For women to close the diversity and funding gaps in tech and in finance — where men dominate the C-suite and decision-making — it takes an ecosystem.
Payoneer President Keren Levy and The World Bank Group Head of the We-Fi Secretariat Wendy Teleki told Karen Webster that parity is sorely lacking.
But a combination of education, support, skill building and even technology can help female entrepreneurs thrive. And along the way, the tech and finance industries can benefit from the creativity and innovation that women bring to the conversation and to the boardroom.
The Divide
The stats bear out the gender divide that currently exists. Last year, only 24% of leadership roles in financial services firms were filled by women despite the fact that women make up about half the workforce. And that percentage will grow only slightly, to 28% by 2030.
“And if you’re talking about venture capital,” said Levy, “VCs don’t have enough women, which mean that boards do not have enough women, which then means that C-suites are mostly dominated by males.”
The negative repercussions are far-reaching.
The diversity gap starts early, widens over time. From a young age, girls and young women are not actively encouraged to take math and “are not talked to about business or about finance. So they shy away from those things and don’t have confidence [about these subjects] as a result.”
It’s important to have the gift of confidence, as Teleki and Levy noted. Despite years in the payments industry, Levy said, “there is not a day that I don’t feel a bit of anxiety or glitches in my self-confidence.”
But a woman who is “plugged into” a senior position, Levy said, can coach, train and really influence the DNA of a company … and by extension, the society in which it operates.
There’s a skill-building element that is critical, and the stage is set for those skills to be developed, chiefly through the innate connections fostered between women.
“Women tend to have stronger networks than men,” Teleki said. “They’re deep and personal — but they are not business networks.”
The Role of Technology
But technology and the digital shift that has taken shape over the past few years, especially amid the pandemic, has given opportunities for founders and entrepreneurs — women in particular — to take advantage of platforms to build the networks they need to succeed.
To get there, where women’s success and representation can transform finance and tech, Teleki said, requires accountability and transparency. There has been progress in setting goals and improving the representation of women on corporate boards, in fostering women-owned businesses as suppliers to large supply chain companies.
“We work on trying to get financial institutions to understand how much they are lending to women,” Teleki said of the World Bank, “and when they see its 10% of their business, they realize they are missing something and there’s a gap that needs to be addressed.”

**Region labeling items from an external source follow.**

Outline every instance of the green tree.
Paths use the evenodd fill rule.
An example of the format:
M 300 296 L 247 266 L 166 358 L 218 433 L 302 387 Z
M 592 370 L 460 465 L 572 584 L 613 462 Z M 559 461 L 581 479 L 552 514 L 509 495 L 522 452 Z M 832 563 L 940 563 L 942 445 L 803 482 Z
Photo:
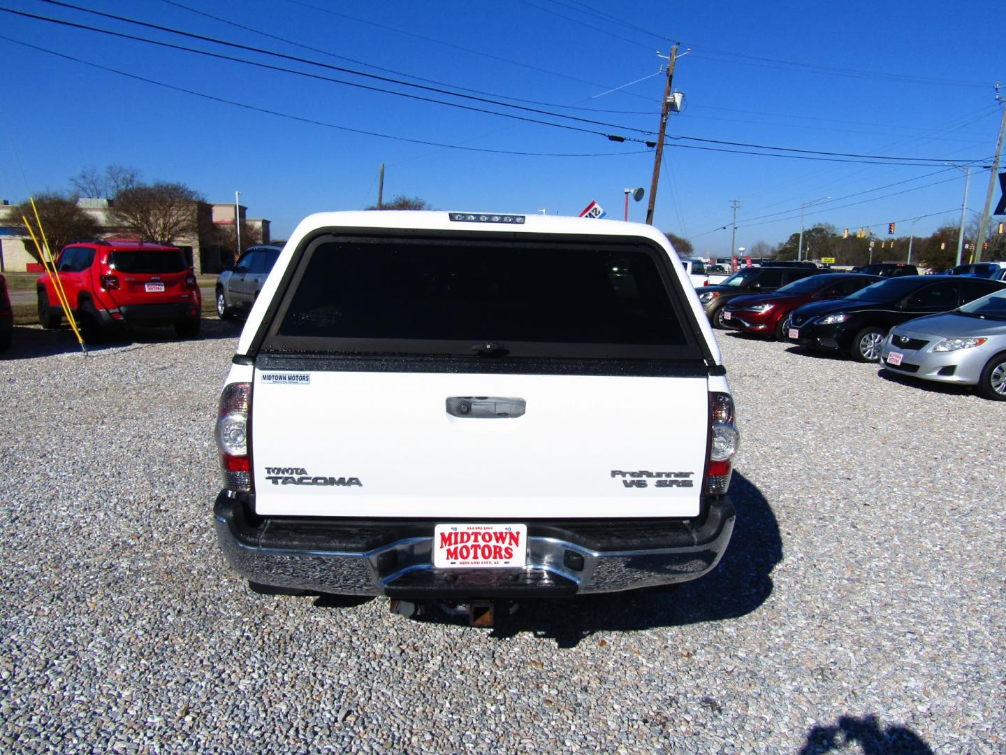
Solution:
M 918 247 L 917 259 L 928 268 L 945 270 L 954 267 L 957 262 L 957 239 L 960 229 L 957 225 L 941 225 L 929 239 L 919 239 L 921 244 L 912 246 L 912 255 Z
M 58 192 L 39 194 L 34 197 L 35 206 L 38 207 L 38 216 L 41 218 L 41 232 L 44 232 L 45 240 L 48 242 L 52 256 L 59 254 L 59 250 L 73 241 L 81 239 L 94 239 L 102 230 L 101 223 L 91 214 L 76 205 L 76 196 Z M 28 218 L 28 225 L 24 224 L 22 217 Z M 28 229 L 34 234 L 38 243 L 42 243 L 42 233 L 35 219 L 35 212 L 31 208 L 31 202 L 24 200 L 20 204 L 10 207 L 7 212 L 7 220 L 10 228 L 16 233 L 28 236 Z M 34 244 L 26 245 L 29 254 L 38 262 L 38 252 Z
M 842 238 L 836 233 L 834 225 L 818 223 L 804 230 L 804 260 L 820 260 L 822 257 L 836 257 L 838 242 Z M 793 234 L 776 248 L 776 257 L 780 260 L 796 260 L 800 251 L 800 234 Z
M 677 234 L 672 234 L 670 231 L 665 231 L 664 236 L 674 247 L 674 251 L 678 253 L 678 257 L 691 257 L 695 252 L 695 248 L 692 247 L 692 243 L 687 239 L 683 239 Z
M 382 202 L 378 207 L 373 204 L 367 209 L 433 209 L 426 199 L 421 199 L 417 196 L 405 196 L 404 194 L 395 194 L 395 196 L 388 202 Z
M 184 183 L 137 183 L 112 199 L 112 221 L 143 241 L 174 244 L 199 232 L 197 204 L 205 199 Z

What’s Measured is Managed
As Teleki and Levy noted: What’s measured can be managed — and data viewed through a “gender lens” can enable stakeholders to examine what’s working and what’s not.
As Teleki said, “If you’re not tracking it, you are not going to do anything. Are you getting funding to women? How?” To illustrate how data can illuminate the gender gap, she pointed out that studies have shown that women who enter tech accelerators are no more likely to get funding for their businesses than if they’d never entered the accelerator at all. But men are two to three times more likely to get funding.
Soft skills play a role, ultimately, in the ultimate success of women’s efforts to launch businesses, to find their way towards better representation in the C-Suite. And to fund the next round of innovation.
Biases within the financial industry present a formidable challenge. Levy and Teleki noted that in cold-pitch competitions, for example, women can be at a disadvantage. There can be biases inherent in conversations themselves. Women, Teleki said, are asked more often — in pitches that last only a few minutes — about “downside” risks to their businesses; men are asked more often about “upside” potential.
To address those biases, selection processes that consciously integrate and pursue more exposure to women over time — with longer presentations and more direct interactions and peer scoring — will usually result in more funding.
What’s Happening on the Ground
Teleki noted that despite the challenges, there is good work happening on the ground. Venture capital has been helping to fill the void, she added.
“FinTech is going to be important on this front,” she predicted, “and we’re taking an ecosystem approach.”
She explained that the Women Entrepreneurs Finance Initiative is a program that’s housed at the World Bank. There’s an initial pool of $350 million from 14 donor countries. Those funds are in turn disbursed through a range of multilateral development groups — spanning the International Finance Corp. and the African Development Bank, the European bank for Reconstruction and Development, eCommerce platforms, government agencies and training institutions, she said.
“We expect the $350 million that we’ve received from our donors to mobilize $3.5 billion in funding to support women entrepreneurs,” she said.